今まではブラック企業を見分けるポイントについて、説明しました。
その反対に、ホワイト企業を見分けたい場合は、どんなポイントがあるのでしょうか。
ホワイト企業である可能性の高い、4つのポイントを一つひとつ説明します。
社員の離職率が低い
ブラック企業では社員の離職率が高いです。
それとは逆に、居心地のいい企業だと、誰しもが長く勤めたいと思うため、社員の離職率が低い会社がホワイト企業と言えるのではないでしょうか。
では、どのように離職率を調べるかですが、大手企業の場合はIRとして公表していることがあります。
企業のホームページを確認してみましょう。
また企業の採用担当者に、失礼にならないように直接聞くという方法があります。
この方法は、正確な数字がわかりますが、選考がかなり進まないと聞ける機会もないでしょう。
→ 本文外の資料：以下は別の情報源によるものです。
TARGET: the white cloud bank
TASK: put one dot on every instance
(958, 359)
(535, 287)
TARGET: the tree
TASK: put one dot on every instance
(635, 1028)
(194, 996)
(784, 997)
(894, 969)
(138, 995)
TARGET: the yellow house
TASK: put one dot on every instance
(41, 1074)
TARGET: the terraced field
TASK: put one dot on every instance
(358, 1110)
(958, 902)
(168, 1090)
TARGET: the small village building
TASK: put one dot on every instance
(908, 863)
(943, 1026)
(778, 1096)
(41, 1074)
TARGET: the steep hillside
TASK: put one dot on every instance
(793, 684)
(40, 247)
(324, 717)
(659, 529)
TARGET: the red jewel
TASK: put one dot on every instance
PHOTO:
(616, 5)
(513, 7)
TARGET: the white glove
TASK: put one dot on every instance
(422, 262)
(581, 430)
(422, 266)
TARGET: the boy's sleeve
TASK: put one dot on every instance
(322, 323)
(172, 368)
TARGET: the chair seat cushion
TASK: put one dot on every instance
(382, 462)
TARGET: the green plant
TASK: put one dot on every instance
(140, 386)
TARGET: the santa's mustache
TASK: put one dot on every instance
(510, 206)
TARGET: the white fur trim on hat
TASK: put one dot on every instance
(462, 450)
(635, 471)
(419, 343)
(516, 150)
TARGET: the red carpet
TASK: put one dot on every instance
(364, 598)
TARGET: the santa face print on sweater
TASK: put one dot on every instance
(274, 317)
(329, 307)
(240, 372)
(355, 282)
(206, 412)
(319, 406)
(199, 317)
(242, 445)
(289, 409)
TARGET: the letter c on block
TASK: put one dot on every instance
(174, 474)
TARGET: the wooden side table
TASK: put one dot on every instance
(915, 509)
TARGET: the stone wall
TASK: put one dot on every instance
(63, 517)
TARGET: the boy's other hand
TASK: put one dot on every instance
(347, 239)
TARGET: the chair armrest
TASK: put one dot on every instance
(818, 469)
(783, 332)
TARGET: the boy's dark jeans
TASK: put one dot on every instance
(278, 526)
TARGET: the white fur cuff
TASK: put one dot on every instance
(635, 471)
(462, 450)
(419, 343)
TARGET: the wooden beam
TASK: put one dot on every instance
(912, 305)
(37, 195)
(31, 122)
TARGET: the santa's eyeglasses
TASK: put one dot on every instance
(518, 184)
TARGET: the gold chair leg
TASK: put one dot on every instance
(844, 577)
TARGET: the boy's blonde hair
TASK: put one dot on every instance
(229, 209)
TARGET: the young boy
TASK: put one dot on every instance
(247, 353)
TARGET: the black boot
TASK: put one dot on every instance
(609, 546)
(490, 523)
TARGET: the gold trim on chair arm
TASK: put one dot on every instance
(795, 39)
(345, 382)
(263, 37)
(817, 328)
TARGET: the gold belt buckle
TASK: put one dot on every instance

選考の前に知りたいという場合は、口コミサイトやSNSを利用する方法もあります。
ただしそこに載っている情報が正しいとは限らないため、注意してください。
充実した福利厚生
ホワイト企業は、基本的に福利厚生が充実しています。
例えば、住宅手当や扶養手当があるのとないのとでは、年収に大きな差がつくでしょう。
産休や育休の制度がなければ、仕事と育児の両立が難しく、仕事を辞めないといけなくなるかもしれません。
充実した研修制度があると、キャリアアップもしやすくなるでしょう。
語学学校に通う費用を補助してくれたり、海外留学できる制度があったりします。
健康面の福利厚生もあり、スポーツクラブの利用料の補助、ランチの補助、カウンセリングの無料提供をしている企業もあります。
残業時間が少ない
ホワイト企業では残業が少ないでしょう。
残業が月に20時間以下なら、一般的に残業が少ないと言えます。
残業が少ない企業は、残業が少なくてすむようにさまざまな工夫をしています。
社員も、残業をしなくていいように、常日頃から仕事を効率的にするように心がけているはずです。
残業が少ないと定時に帰りやすく、あなたのプライベートの時間が確保でき、習い事に通う時間もできますよね。
仕事だけでなく、趣味も充実させられ、公私のバランスもとれるでしょう。
有給休暇を取得しやすい
ブラック企業の場合、制度的に有給休暇はあるものの、誰も有給を取れないという状況があるようです。
一人で抱えている仕事量が多いと、休みを取る余裕もありませんし、誰かが休むと他の人にしわ寄せがいくような職場では、有給は取得しにくいでしょう。
しかしホワイト企業は、みんなが有給を取得しているため、あなたも「私だけ休んでいいのだろうか」という気分にならずに有給を取得できます。
特に用事がなくても、自分のリフレッシュのためだけに有給が使えるような企業で働きたいですよね。
ホワイト企業だからかならず幸せになるとは限らない
ブラック企業を避けて、ホワイト企業に就職できたら、将来が安泰で必ず幸せになるのでしょうか。
ホワイト企業だから、必ず幸せになれるとは限りません。
もちろん、ブラック企業で長時間労働にへとへとになったり、ハラスメントで心が折れてしまったりするよりは絶対いいでしょう。
ただし、人はそれぞれ何を会社や仕事に求めるかが違います。
企画を考えることが得意で、挑戦することが好きな人は、いくらホワイト企業でも、決められた仕事をルーティーンでこなすような毎日だと不満がたまるでしょう。
結局は、あなたが会社や仕事に何を求めているかをはっきりと知り、あなたにあった会社を選ぶことが幸せにつながります。
「ホワイト企業」にこだわらずに、仕事を通じてどんな自分になりたいかをまず考えてみてください。
【まとめ】ブラック企業は見極めが大切
この記事では、「ブラック企業の見分け方とは?」というテーマで解説しました。
ブラック企業の中には長時間労働の上、毎日上司から罵声を浴びせられるようなひどい職場もあります。
今回解説したブラック企業の見分け方を知り、就活をする際にブラック企業に引っかからないよう是非参考にしてください。